Kalamazoo College has announced the ten finalists for its 2015 Global Prize for Transformative Social Justice Leadership, a juried competition hosted by the College’s Arcus Center for Social Justice Leadership. Finalists will present during a Prize Weekend, Oct. 9-11, and one project will receive a $25,000 prize. Below is one in a series of profiles on the ten finalists.
We invite individuals who are familiar with this project to use our Community Input form to comment on its “grassrootedness” and transformative leadership practices. Input received before September 8 will be submitted to our jurors. Please see videos submitted by each finalist, as well as our rubric and other information about the Global Prize here.
Association of Injured Workers & Ex-Workers of General Motors Colmotores (ASOTRECOL)
For four years, a small but committed group of injured auto workers fired from the GM Colmotores assembly plant in Bogota, Colombia have been living in a tent encampment outside the U.S. embassy, drawing attention to the plight of employees there in a nation that has few worker protections. They suffer nerve damage and spinal, hand or shoulder injuries sustained in a factory with poor working conditions.
Over the years, the men in The Association of Injured Workers & Ex-Workers of General Motors Colmotores (ASOTRECOL) have gone on several hunger strikes, some sewing their mouths shut with needle and thread, to protest GM’s inhumane treatment of workers at the plant. Plant managers would fudge workers’ medical records and injury claims in order to keep insurance premiums as low as possible and increase profits, Hammer said. Some hunger strikers endured several months on just a liquid diet.
“At the core of all this is the question of the sacred right to dignified work,” said Frank Hammer, a lead organizer with the ASOTRECOL Solidarity Network. “That’s how the Association’s leader, Jorge Parra, explains their struggle.”
Colombia ranks as one of the most dangerous countries in the world for labor organizers, Hammer said, a nation where only 4 percent of the working population is a member of a trade union. In the early 1990s, the unionized population was four times that.
When a contingent of UAW and GM officials traveled to the plant in 2012, union inspectors said the safety standards at the plant were comparable to those in United States factories in the 1970s. GM promised to install modern machinery and ensure more transparency in the handling of injury claims in response to the ex-workers’ protest.

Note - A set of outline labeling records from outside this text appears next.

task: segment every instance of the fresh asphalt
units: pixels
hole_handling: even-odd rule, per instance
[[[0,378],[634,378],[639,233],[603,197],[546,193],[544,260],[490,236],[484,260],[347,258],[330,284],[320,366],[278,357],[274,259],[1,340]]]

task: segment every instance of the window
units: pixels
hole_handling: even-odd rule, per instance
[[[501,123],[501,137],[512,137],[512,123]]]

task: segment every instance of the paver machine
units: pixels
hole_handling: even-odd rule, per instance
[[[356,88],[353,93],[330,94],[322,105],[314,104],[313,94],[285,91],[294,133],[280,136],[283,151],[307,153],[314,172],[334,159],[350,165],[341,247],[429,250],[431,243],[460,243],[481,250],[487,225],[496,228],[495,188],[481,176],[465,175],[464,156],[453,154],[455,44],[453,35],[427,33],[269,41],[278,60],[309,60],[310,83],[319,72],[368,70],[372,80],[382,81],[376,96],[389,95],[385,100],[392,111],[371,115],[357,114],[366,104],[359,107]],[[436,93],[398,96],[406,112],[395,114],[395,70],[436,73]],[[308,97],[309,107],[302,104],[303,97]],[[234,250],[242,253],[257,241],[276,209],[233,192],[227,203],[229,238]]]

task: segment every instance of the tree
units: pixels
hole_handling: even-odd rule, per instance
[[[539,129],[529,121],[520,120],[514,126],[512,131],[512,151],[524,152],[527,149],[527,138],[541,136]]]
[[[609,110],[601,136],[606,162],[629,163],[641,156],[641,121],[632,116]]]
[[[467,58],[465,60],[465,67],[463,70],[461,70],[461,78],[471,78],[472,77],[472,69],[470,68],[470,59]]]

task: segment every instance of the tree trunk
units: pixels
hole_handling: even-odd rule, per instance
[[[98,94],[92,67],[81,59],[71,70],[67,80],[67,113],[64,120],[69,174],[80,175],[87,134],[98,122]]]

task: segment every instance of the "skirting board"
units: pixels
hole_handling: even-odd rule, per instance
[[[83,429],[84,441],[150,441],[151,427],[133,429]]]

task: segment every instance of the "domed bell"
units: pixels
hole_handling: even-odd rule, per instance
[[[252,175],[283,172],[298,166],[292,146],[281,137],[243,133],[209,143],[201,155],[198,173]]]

But the UAW leadership never fully engaged with the protesting ex-workers, who had, as one of their demands, the right to form a union, Hammer said.
“The workers wanted their jobs back, or in lieu of that, to receive disability payments for their injuries, he said. The company declined both requests, offering limited severance payments instead.
Still, the improvements at the plant were seen as a victory to the men. GM has also stopped firing injured workers, placing them instead on other jobs they can do. Their commitment to their cause has inspired injured workers from other industrial sectors to join with them in solidarity, including workers from Colombia’s construction and oil drilling sectors, and Coca-Cola bottling operations. ASOTRECOL member Parra traveled to Detroit in 2012 to meet with UAW officials, and while he did not get the support he was looking for, rank-and-file union members and community activists showered ASOTRECOL with support, raising $10,000 for their efforts.
At the moment, about a half-dozen or so ASOTRECOL members and supporters are still living in the tents, still fully engrossed in their fight for worker rights and protections. And as corporations become more multinational, the need for cooperation between workers across borders has never been greater, Hammer said.
“That’s one of the biggest messages of the inspirational struggle of these men,” Hammer said.
“The broader objective being to build solidarity between workers employed by the same companies in different countries who experience the same mistreatment. The companies are becoming more global; we have to as well.”